Was Jesus a Pacifist?
PRESIDENT COOLIDGE’S Armistice Day speech, the proposed cruiser increase in our navy, the Kellogg Peace Pact and our growing commercial rivalry with England have, in the last few months, focused the attention of our citizens upon international relations. In less pleasant phraseology, this means that the attention of the public is being turned toward the age-old crime of war. On the one hand we have preparation for it as seen in the cruiser bill, and on the other a move to abolish it, as seen in the Kellogg Treaty. It is inevitable under such circumstances that the churches should be aroused.
This was quite in evidence at the recent Rochester Convention of the Federal Council of Churches. It is inevitable, too, that the old, old question of Christ’s teaching upon this subject should again be debated. Was Jesus a pacifist? Must a true follower of His refuse to bear arms even in wars of defense? It is such questions as these which are discussed by the Very Reverend Harold S. Brewster, D. D., Dean of Gethsemane Cathedral in Fargo, North Dakota in a vigorous, challenging book, “Madness of War.”
Superpatriotic Americans will not relish Dean Brewster’s discussion, for he traces much of our foreign policy to the desire for gain on the part of powerful self-seeking groups. American wars, as well as European, have been waged for base motives. There was the Mexican War to increase slave territory, and our war with Spain to make Cuba safe for American sugar interests.
But super-Marxian economists will not be much more favorably impressed for the author does not advocate social revolution as the only or final solution. What he does do is to face realistically the fact that deep down in human nature there is the desire for revenge, there is blood lust and other unseemly survivals of our animal inheritance. Deep down within us there lurk those evil spirits, always waiting and ready to be called up by the war mongers.
The heart of his attack is found in his insistence that Jesus was utterly and completely opposed to all war.
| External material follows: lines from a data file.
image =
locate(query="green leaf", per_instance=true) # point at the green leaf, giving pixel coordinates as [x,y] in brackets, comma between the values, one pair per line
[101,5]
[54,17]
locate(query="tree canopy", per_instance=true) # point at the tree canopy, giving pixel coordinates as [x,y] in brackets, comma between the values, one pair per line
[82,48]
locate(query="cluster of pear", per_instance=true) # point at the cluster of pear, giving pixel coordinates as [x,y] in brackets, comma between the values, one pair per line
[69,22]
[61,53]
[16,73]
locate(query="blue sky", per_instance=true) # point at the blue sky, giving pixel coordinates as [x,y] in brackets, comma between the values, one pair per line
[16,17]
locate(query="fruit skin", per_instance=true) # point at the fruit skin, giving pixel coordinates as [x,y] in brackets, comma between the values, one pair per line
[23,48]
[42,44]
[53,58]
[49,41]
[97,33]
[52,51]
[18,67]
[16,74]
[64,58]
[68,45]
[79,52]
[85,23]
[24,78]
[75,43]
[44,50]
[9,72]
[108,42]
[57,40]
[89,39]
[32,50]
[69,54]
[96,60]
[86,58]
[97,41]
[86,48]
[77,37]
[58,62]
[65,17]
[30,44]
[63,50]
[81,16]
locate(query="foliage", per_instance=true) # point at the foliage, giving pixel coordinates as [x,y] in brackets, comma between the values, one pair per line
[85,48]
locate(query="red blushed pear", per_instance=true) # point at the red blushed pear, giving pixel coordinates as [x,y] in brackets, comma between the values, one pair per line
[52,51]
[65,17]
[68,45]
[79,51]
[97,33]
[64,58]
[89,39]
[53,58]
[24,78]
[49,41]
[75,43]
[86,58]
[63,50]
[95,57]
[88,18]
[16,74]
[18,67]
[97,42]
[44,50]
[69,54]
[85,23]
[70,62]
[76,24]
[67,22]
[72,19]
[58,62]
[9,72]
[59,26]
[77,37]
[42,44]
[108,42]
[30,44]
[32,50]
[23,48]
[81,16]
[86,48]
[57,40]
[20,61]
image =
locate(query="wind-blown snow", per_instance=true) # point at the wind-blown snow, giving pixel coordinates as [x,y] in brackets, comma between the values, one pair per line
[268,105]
Dean Brewster believes that one of the two outstanding teachings of Jesus is the sinfulness of using physical compulsion to accomplish moral ends. Here, he asserts, the real meaing of the cross is to be found. Only through love and self-sacrifice can moral gains come. No matter how good and righteous the cause, methods of physical compulsion will bring but husks of achievement. Dean Brewster would call the Church to repudiate war and all its works. He minces no words: “Failure to accept the peace of God as Jesus taught it, therefore, is a collapse of faith. A Church that encourages or even condones war under any circumstances is an apostate Church. It has repudiated the Faith.” And he would call the individual followers of the Prince of Peace to refuse to bear arms for any earthly consideration whatsoever.
Now, of course, this is radical teaching. Not all scholars would agree that this was the teaching of Jesus. But enough evidence can be marshaled for it to make it necessary for men and women prefessing to follow the Nazarene to weigh that evidence most carefully. The American citizen who is neither a jingo nor a Communist may well read and ponder. The old book of “Diamond on War” gives the argument for Christian pacifism in more detail, but Brewster’s book is more effective in its appeal to our generation.
Madness of War, by Harold S. Brewster: Harper.